Written by: Mir Aqa Etibar

Taking Eid gifts to the Fiancé’s house is a tradition among Afghans. The groom's family takes the amount of fruit, clothes, and jewelry as gifts to the fiancée’s family, but sometimes such customs become unhealthy competition and cause problems between families.

AEPO’s writer/producer has talked to some people about this issue.

Muqadas Munir says, “My two cousins were engaged. The fiancé of my one cousin was from a rich family and the other was from a poor family. The fiancé of the rich family was giving the most expensive gifts to her fiancée including gold and diamond jewelry but the poor fiancé was not able to prepare Eid’s gifts for her fiancée.

Maryam says, “My cousin (son of uncle) is engaged to a girl. My cousin's family took some Eid gifts to my cousin’s fiancée but my brother’s father-in-law had scattered all the gifts on the ground and had told my cousin’s family that they had more relatives but the gifts are counted as nothing. They have not married yet and I am afraid that what will happen in the future.”
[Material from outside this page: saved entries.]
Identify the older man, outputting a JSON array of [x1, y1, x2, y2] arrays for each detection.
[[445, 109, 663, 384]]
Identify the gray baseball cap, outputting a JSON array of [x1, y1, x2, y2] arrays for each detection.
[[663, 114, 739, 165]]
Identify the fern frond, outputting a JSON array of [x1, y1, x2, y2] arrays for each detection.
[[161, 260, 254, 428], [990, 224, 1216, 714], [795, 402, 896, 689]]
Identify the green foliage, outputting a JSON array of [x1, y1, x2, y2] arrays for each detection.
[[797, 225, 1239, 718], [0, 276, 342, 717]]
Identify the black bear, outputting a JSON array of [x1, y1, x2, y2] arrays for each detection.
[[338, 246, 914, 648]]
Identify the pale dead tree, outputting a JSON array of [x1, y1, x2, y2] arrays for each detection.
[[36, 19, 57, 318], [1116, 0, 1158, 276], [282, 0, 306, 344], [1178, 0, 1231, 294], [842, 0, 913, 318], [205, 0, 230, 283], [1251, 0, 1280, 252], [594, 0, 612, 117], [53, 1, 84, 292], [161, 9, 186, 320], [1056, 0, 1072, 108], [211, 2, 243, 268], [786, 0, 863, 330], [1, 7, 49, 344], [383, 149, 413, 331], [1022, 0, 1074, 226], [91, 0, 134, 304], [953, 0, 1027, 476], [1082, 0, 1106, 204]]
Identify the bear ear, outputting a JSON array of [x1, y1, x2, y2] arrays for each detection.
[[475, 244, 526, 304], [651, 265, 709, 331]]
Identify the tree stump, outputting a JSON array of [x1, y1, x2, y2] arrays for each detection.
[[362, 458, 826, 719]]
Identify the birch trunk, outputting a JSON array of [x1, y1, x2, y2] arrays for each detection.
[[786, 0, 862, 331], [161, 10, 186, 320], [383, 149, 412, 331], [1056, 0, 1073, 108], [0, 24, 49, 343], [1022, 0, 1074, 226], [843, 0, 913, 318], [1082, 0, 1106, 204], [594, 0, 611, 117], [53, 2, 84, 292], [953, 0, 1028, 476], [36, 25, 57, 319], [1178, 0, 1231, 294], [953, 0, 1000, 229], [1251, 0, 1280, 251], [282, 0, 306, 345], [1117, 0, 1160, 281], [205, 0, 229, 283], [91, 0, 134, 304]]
What do some people think about the causes of this unhealthy competition between families?

Murtaza says, “Eid’s gifts to bride’s family are our tradition but now it’s changed to competition among families. One family wants to bring more gifts and the other wants more than that.”

Maryam says, “Most girls don’t want more Eid gifts but they cannot express their opinions to their families. If any of them prevents more gifts, the girl’s father, uncle or brother might say that they would prepare a simple Nikah (marriage contract) ceremony with a glass of water.”

How do some families find a solution to this issue?

Razia Muhammadi says, “When I got engaged to a boy, my cousin also got engaged at the same time. My cousin's fiancé was from a rich family and my fiancée was from a middle-class family.

My cousin’s fiancé was bringing more gifts to his fiancé but as my fiancé was from a low-class family, he was bringing gifts according to his income and this issue was bothering me.

My mother advised me to not be sad and she told me that my future might be better than others. Now I pass a comfortable life with my husband and my father-in-law’s family has good manners with me.”

Maryam says, “When my sister got engaged, my mother had talked to my sister’s fiancé’s family about the dowry and other special days’ gifts. She had prevented them from bringing such a gift and paying dowry. After the marriage, they have a good life.”